In netto contrasto, Roma appare reticente, se non apertamente ostile. Il vicepremier Matteo Salvini ha bollato l’iniziativa come contraddittoria rispetto agli sforzi di pace, dichiarando: «Mentre si tratta per la pace, parlano di armi e soldati». Un’affermazione che riecheggia – nella forma e nella sostanza – la retorica del Cremlino, secondo cui l’Occidente sarebbe il vero ostacolo alla fine del conflitto.
Ma la questione non si esaurisce in una semplice divergenza di vedute. Salvini, e con lui una parte del governo italiano, non ha mai rinnegato il patto siglato nel 2017 tra la Lega e il partito Russia Unita di Vladimir Putin. Un accordo tuttora in vigore, mai sospeso, nemmeno dopo l’invasione dell’Ucraina nel febbraio 2022. Questo legame, formalmente ancora attivo, costituisce un’anomalia grave all’interno di un Paese membro della NATO e dell’Unione Europea, e getta dubbi sulla piena affidabilità dell’Italia nel consesso euro-atlantico.
Nel frattempo, Giorgia Meloni oscilla tra l’atlantismo di facciata e l’opportunismo strategico, che favorisce Trump. Ha chiesto il coinvolgimento diretto degli Stati Uniti nella coalizione dei “volenterosi”, quasi a voler delegittimare l’iniziativa franco-britannica, consapevole della contrarietà statunitense. E’proprio l’ambasciatore informale di Trump, Steve Witkoff, ad aver bollato il piano Macron-Starmer come “una posa”, respingendo l’idea di un intervento europeo. Una posizione sovrapponibile a quella di Mosca, ancora una volta.

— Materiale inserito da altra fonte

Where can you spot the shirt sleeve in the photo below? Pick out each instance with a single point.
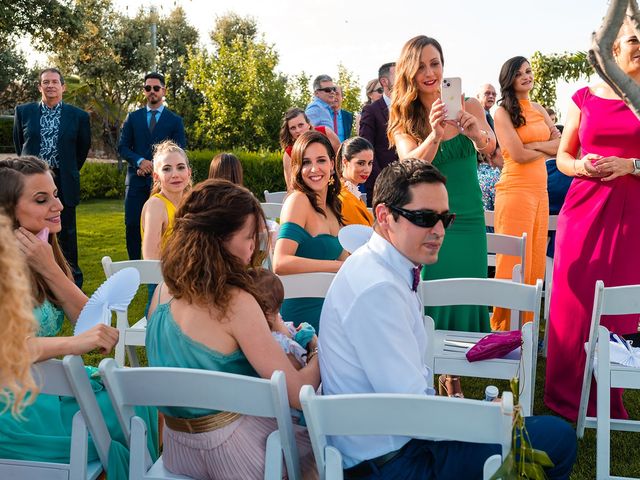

Dietro la posizione della Premier, c’è la volontà di lasciare spazio di manovra al Presidente USA e preservare così un canale privilegiato con Donald Trump, in vista di un suo possibile ritorno alla Casa Bianca. Si delinea così una frattura profonda: da un lato, un’Europa che tenta – faticosamente – di costruire una propria autonomia strategica, come pilastro della NATO in un mondo post-trumpiano; dall’altro, un’Italia che pare giocare su due tavoli, pronta a sacrificare la coerenza strategica sull’altare della tattica politica interna.
Il sospetto è che l’Italia stia coltivando, sotto traccia, una forma di Italexit geopolitica: non una rottura formale con l’Unione, ma una sottrazione progressiva di impegno, visione e responsabilità. Un disallineamento soft, ma costante. A vantaggio di chi? La risposta è inquietante: di chi auspica un’Europa debole, divisa, ricattabile.